I guess the auto white balance works differently for both cameras. I don't know any other reason for this.


----------



## sujoyp (Jan 26, 2013)

no but I wanted to know was it yellowish or whitish actually....like under tubelight it will be whitish/blueish and under sunlight shade it will be yellowish...which of the cam took the whitebalance correctly


----------



## Gen.Libeb (Jan 26, 2013)

sujoyp said:


> no but I wanted to know was it yellowish or whitish actually....like under tubelight it will be whitish/blueish and under sunlight shade it will be yellowish...which of the cam took the whitebalance correctly



I had a tubelight & a couple of bulbs (yellow ones ) on during the shot. The GTA stuff is correct on the right, but the wall is a bit more yellowish. 
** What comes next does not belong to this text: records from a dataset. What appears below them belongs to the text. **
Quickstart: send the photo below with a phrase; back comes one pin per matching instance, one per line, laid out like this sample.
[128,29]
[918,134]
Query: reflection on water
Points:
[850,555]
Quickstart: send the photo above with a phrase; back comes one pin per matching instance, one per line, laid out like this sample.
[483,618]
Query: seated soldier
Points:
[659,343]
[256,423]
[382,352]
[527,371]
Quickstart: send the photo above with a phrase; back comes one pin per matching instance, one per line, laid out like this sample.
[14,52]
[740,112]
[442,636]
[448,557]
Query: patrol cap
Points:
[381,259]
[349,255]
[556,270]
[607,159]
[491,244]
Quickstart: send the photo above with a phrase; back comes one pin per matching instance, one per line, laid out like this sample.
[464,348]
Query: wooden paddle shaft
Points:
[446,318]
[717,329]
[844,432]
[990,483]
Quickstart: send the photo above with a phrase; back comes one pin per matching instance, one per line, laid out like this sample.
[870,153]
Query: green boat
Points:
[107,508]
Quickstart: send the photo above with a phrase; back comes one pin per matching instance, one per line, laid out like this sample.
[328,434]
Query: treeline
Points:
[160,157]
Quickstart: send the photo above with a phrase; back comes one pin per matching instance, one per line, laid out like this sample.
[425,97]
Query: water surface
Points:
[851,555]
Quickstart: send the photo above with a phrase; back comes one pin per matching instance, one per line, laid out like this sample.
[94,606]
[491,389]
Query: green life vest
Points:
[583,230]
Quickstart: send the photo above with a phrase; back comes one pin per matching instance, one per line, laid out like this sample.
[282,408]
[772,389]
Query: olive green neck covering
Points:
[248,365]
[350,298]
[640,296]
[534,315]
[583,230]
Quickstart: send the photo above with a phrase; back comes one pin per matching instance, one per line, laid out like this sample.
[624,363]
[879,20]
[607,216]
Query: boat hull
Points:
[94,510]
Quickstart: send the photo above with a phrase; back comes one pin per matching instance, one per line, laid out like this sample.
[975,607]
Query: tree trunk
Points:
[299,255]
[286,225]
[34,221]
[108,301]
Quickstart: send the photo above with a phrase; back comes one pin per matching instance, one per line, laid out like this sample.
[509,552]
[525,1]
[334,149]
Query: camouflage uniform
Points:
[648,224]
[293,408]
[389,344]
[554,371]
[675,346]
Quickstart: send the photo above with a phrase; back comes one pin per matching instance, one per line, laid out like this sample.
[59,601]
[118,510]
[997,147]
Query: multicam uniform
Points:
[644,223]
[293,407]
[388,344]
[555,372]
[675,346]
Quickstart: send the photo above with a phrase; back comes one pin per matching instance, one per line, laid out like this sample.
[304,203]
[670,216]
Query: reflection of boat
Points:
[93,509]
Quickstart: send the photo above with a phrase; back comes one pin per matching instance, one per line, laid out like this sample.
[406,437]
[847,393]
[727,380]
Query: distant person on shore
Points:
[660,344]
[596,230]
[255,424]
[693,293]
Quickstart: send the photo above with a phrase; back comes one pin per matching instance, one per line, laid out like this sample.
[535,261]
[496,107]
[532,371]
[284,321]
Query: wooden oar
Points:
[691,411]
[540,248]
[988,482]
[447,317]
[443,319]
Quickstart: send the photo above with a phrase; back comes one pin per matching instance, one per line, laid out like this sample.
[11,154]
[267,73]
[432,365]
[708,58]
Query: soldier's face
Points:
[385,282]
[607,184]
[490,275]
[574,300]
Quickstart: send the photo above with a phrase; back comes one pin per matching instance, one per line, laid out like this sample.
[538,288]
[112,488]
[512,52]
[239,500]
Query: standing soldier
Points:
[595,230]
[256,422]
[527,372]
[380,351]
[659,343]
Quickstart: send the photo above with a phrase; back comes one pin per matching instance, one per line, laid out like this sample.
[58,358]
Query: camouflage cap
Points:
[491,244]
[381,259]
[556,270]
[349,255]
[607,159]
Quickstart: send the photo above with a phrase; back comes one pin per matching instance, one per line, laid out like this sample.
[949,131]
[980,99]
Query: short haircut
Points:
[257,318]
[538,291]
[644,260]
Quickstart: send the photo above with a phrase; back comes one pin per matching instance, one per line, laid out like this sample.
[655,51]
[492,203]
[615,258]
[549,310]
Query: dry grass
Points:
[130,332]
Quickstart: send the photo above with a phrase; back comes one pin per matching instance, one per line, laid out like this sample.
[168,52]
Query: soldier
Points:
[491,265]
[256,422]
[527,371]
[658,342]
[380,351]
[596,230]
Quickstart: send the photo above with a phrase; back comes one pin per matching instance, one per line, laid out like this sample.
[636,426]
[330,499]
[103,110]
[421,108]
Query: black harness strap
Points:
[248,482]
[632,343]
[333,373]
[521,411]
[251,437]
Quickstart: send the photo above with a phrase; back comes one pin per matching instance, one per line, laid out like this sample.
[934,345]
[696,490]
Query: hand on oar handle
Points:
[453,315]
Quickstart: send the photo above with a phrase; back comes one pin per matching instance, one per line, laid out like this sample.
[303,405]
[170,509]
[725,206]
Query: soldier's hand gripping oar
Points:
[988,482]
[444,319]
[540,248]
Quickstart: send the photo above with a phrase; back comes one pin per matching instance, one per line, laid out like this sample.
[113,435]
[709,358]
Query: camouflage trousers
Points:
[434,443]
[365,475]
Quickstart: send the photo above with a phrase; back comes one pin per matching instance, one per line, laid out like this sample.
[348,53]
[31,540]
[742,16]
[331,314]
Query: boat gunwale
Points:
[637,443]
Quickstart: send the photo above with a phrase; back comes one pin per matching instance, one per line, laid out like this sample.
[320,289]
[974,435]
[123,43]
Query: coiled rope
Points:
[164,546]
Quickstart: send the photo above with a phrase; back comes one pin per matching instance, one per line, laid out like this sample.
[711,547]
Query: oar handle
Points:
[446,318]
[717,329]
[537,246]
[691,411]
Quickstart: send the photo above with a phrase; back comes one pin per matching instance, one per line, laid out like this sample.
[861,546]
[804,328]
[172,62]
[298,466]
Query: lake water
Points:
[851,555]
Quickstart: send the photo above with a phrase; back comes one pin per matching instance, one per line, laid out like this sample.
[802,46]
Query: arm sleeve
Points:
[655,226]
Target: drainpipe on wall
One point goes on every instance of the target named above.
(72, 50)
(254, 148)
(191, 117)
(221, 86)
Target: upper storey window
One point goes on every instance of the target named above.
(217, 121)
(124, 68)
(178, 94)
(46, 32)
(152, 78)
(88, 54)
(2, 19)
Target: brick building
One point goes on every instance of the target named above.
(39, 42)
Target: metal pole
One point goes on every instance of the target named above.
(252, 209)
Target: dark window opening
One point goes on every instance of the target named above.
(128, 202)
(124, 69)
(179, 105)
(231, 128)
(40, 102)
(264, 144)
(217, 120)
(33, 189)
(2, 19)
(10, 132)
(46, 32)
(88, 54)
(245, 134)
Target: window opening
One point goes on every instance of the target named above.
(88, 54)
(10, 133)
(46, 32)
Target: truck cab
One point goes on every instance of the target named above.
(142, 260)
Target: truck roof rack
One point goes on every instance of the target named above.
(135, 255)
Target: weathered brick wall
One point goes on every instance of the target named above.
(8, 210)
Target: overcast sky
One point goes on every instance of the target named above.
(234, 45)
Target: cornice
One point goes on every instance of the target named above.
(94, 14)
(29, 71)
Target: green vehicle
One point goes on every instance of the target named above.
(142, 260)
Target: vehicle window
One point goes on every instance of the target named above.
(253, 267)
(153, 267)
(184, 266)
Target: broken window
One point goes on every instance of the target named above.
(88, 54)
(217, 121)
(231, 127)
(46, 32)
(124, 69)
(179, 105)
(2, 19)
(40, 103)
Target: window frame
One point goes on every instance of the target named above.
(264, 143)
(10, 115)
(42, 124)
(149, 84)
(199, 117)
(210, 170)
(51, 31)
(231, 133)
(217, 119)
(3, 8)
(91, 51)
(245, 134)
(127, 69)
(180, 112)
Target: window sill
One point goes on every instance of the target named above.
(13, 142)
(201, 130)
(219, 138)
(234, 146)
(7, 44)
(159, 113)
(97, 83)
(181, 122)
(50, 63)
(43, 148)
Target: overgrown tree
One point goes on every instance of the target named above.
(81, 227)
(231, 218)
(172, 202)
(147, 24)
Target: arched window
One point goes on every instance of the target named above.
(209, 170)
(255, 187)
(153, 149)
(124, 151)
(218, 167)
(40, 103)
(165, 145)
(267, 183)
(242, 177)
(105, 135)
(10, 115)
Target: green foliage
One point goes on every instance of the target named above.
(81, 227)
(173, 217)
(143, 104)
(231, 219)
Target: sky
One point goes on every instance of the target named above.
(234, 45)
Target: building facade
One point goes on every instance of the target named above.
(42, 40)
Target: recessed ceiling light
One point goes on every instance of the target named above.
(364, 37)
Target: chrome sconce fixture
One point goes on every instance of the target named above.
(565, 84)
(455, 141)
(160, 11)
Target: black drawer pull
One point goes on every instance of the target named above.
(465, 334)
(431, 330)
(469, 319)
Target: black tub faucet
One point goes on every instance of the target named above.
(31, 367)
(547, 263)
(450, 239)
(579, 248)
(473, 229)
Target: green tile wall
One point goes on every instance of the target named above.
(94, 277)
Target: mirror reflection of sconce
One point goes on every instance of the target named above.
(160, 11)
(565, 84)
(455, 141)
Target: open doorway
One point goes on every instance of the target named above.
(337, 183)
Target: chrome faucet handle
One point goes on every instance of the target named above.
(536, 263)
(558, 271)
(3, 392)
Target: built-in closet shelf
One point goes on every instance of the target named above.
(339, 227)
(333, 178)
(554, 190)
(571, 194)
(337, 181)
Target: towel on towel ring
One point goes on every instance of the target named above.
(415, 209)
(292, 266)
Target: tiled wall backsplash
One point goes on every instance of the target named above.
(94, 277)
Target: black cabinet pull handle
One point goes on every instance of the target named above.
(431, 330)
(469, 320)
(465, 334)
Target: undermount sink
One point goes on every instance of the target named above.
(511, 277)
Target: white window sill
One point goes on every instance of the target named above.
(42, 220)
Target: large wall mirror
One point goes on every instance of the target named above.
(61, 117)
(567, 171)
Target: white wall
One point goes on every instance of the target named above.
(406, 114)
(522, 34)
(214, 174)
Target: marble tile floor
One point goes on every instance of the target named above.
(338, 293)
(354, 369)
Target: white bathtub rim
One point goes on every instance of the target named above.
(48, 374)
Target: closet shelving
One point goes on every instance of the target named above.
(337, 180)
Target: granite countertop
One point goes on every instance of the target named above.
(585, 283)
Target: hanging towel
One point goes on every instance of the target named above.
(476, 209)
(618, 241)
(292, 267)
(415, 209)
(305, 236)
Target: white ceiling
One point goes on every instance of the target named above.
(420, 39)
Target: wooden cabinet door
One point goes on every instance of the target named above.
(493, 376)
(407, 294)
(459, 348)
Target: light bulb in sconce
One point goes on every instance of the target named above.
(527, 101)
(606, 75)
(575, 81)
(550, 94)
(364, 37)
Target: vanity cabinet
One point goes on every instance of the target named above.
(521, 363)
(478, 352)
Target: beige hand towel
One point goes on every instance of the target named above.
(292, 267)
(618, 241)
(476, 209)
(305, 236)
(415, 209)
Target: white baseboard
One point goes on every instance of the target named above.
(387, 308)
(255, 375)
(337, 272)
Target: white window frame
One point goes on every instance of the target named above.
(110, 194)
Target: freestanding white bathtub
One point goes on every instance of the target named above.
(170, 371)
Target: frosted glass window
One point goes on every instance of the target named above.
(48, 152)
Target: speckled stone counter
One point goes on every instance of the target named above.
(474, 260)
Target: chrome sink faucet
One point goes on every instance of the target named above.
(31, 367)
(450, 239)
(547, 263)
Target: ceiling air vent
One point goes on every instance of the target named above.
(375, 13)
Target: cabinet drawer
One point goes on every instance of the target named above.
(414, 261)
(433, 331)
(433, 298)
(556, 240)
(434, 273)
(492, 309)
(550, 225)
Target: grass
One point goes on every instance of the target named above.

More comparison, Optical vs Digital zoom this time. The H55 with 10X optical zoom & the S110 with 5X optical + 5x digital zoom.
The H55 photo was taken sometime earlier. The S110 pic was taken tonight.  

*www.thinkdigit.com/forum/attachment.php?attachmentid=8645&d=1359220669


----------



## nac (Jan 26, 2013)

Hey! It's not a fair comparison.


----------



## Gen.Libeb (Jan 26, 2013)

nac said:


> Hey! It's not a fair comparison.


Of course its not fair, but if I compare them both at 5X on a suitable subject, the s110 wins easily (not fair either).  
Comparison would be fair if both cams are of similar type, Anyways all this was just for fun.


----------